La
question
écrite d’un Sénateur, adressée au ministre de la Défense, est l’occasion
pour revenir sur la
décision récente de la France d’amputer sérieusement la Brigade
franco-allemande (BFA). Notamment par la dissolution du 110e Régiment
d'Infanterie stationné à Donaueschingen, qui en faisait partie intégrante.
Surtout que l’on doute fortement que, dans sa réponse, le Ministre puisse
exposer tous les arguments de son (double) raisonnement.
A première vue, il s’agirait de l’exemple type du mauvais message au mauvais moment. A l’approche du sommet « Défense » de décembre, où la France entend plaider en faveur d’un renforcement de l’Europe de la défense, pourquoi cette décision choc contre une formation franco-allemande toujours considérée comme l’embryon potentiel de quelque chose de plus significatif ?

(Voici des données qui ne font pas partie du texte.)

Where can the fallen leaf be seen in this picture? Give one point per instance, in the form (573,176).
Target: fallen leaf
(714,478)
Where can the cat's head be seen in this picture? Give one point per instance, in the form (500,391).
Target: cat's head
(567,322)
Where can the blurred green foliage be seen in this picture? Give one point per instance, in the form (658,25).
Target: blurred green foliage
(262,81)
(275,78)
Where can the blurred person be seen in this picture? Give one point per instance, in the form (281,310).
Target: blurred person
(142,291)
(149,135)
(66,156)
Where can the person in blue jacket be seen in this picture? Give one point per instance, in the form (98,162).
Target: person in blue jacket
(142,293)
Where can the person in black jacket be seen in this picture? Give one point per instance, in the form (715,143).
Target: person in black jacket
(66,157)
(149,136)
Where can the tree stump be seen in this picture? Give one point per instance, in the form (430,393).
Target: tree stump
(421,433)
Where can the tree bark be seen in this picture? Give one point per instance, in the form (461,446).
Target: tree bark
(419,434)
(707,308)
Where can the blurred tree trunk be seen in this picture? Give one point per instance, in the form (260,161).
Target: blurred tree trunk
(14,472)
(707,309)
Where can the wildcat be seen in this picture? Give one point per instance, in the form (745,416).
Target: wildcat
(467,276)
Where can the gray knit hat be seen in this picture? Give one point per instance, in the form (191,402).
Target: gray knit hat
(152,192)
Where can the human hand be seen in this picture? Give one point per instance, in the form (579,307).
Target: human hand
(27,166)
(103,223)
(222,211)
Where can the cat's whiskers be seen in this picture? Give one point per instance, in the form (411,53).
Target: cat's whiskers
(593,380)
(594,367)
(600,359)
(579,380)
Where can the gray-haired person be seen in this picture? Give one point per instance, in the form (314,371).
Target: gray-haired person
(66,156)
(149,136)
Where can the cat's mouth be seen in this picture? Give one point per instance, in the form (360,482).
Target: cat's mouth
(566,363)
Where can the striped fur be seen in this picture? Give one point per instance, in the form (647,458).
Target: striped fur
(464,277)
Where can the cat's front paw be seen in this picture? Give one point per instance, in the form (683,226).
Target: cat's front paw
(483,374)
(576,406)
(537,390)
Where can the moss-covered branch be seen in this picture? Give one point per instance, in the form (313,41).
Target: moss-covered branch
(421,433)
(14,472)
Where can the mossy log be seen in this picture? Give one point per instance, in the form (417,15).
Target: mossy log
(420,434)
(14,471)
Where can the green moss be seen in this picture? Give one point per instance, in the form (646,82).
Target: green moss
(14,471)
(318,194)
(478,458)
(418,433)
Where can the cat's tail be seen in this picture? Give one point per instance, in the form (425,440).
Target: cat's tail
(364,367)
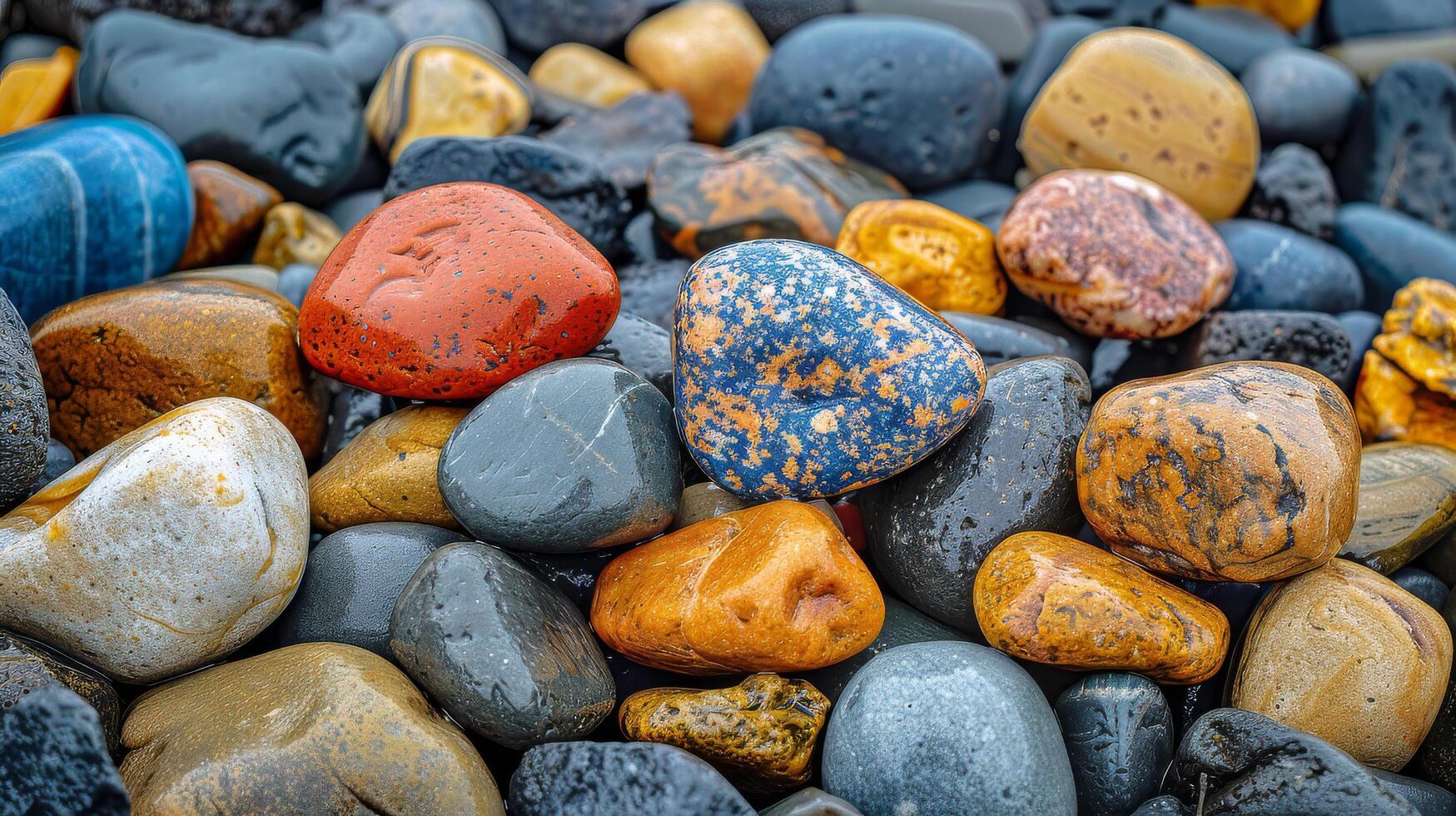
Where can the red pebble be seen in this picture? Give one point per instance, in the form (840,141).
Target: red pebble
(452,291)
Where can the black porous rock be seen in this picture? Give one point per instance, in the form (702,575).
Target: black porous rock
(573,187)
(594,779)
(1120,739)
(1011,470)
(278,110)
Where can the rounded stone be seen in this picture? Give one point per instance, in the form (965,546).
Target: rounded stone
(1055,600)
(1120,739)
(1011,470)
(575,455)
(316,728)
(202,520)
(1345,654)
(117,361)
(1149,104)
(769,408)
(947,728)
(1114,256)
(916,98)
(503,652)
(353,580)
(1240,471)
(768,589)
(376,315)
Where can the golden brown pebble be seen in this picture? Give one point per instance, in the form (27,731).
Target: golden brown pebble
(1349,656)
(1235,472)
(760,734)
(1055,600)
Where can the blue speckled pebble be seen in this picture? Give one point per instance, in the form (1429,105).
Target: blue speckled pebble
(800,373)
(87,204)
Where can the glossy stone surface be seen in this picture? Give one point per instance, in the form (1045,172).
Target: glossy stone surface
(1349,656)
(1114,256)
(1032,589)
(1240,471)
(390,274)
(709,52)
(315,728)
(202,518)
(759,734)
(768,589)
(66,190)
(778,184)
(1120,738)
(1148,104)
(165,346)
(913,97)
(947,728)
(944,261)
(1011,470)
(388,472)
(771,408)
(575,455)
(295,122)
(589,779)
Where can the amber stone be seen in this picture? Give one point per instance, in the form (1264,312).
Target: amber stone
(768,589)
(1349,656)
(446,87)
(1055,600)
(760,734)
(117,361)
(1234,472)
(1114,256)
(709,52)
(295,233)
(316,728)
(1148,102)
(942,260)
(783,182)
(584,75)
(34,91)
(1391,406)
(231,207)
(388,472)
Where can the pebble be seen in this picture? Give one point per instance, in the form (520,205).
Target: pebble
(1012,470)
(1032,588)
(590,779)
(353,580)
(1240,471)
(169,344)
(507,318)
(1114,256)
(769,410)
(321,726)
(768,589)
(947,728)
(202,515)
(1345,654)
(571,456)
(295,122)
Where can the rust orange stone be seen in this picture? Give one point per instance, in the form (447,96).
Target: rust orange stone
(452,291)
(1055,600)
(768,589)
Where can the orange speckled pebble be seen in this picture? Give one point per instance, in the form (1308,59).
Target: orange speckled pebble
(452,291)
(1114,254)
(1055,600)
(1235,472)
(768,589)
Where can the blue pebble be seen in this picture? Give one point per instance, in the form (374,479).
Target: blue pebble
(87,204)
(801,373)
(1283,268)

D’autant plus que la Brigade incarne déjà tout ce que la PSDC (Politique de sécurité et de défense commune de
l’UE) cherche désespérément depuis des années. Elle est opérationnelle, dotée
d’importantes capacités de combat, composée de forces entraînées ensemble et
hautement interopérables. De surcroît, une véritable dimension européenne est
inscrite dans son ADN, comme en témoigne la présence d’éléments additionnels
belges et espagnols autour du noyau franco-allemand.
Sauf qu’elle n’a
jamais été déployée sous le drapeau européen, justement. Et ce n’est pas faute
d’avoir essayé, du côté de la France. Dernièrement, l’Allemagne aurait refusé
par deux fois l’engagement de la Brigade au Mali, et pour l’opération Serval,
et pour la mission d’entraînement de l'UE (EUTM Mali). Dans ce contexte, une
remarque, d’apparence paradoxale, du ministre Le Drian prend tout son sens.
Notamment lorsqu’il dit espérer que la dissolution de l’unité puisse contribuer à « renforcer les
perspectives d’emploi [de la Brigade] au profit de la défense européenne ».
Vu sous cet angle,
il s’agirait de faire pression sur la partie allemande afin qu’elle consente à
des déploiements réels sous enseigne européenne. Sinon, pour Paris, ce n’est pas la
peine. Ultime avertissement. Du moins, c’est la lecture optimiste que l’on
pourrait faire des intentions françaises. Son pendant pessimiste dirait qu’il
s’agit tout simplement d’une mesure d’austérité comme les autres, faisant fi de
l’Europe, tout comme des symboles. La Cour des comptes ne se serait-elle pas
interrogée elle-même sur la « rentabilité » de la Brigade ?
La vérité est sans
doute un mélange des deux. Paris voudrait mettre la pression sur Berlin et faire des économies en même temps. Si les pressions marchent, des déploiements
suivraient et la Brigade pourrait devenir une locomotive (à la fois symbolique
et opérationnelle) pour combler les lacunes de l’Europe de la défense. Sinon,
ce serait autant d’euros sauvés pour « l’intendance ».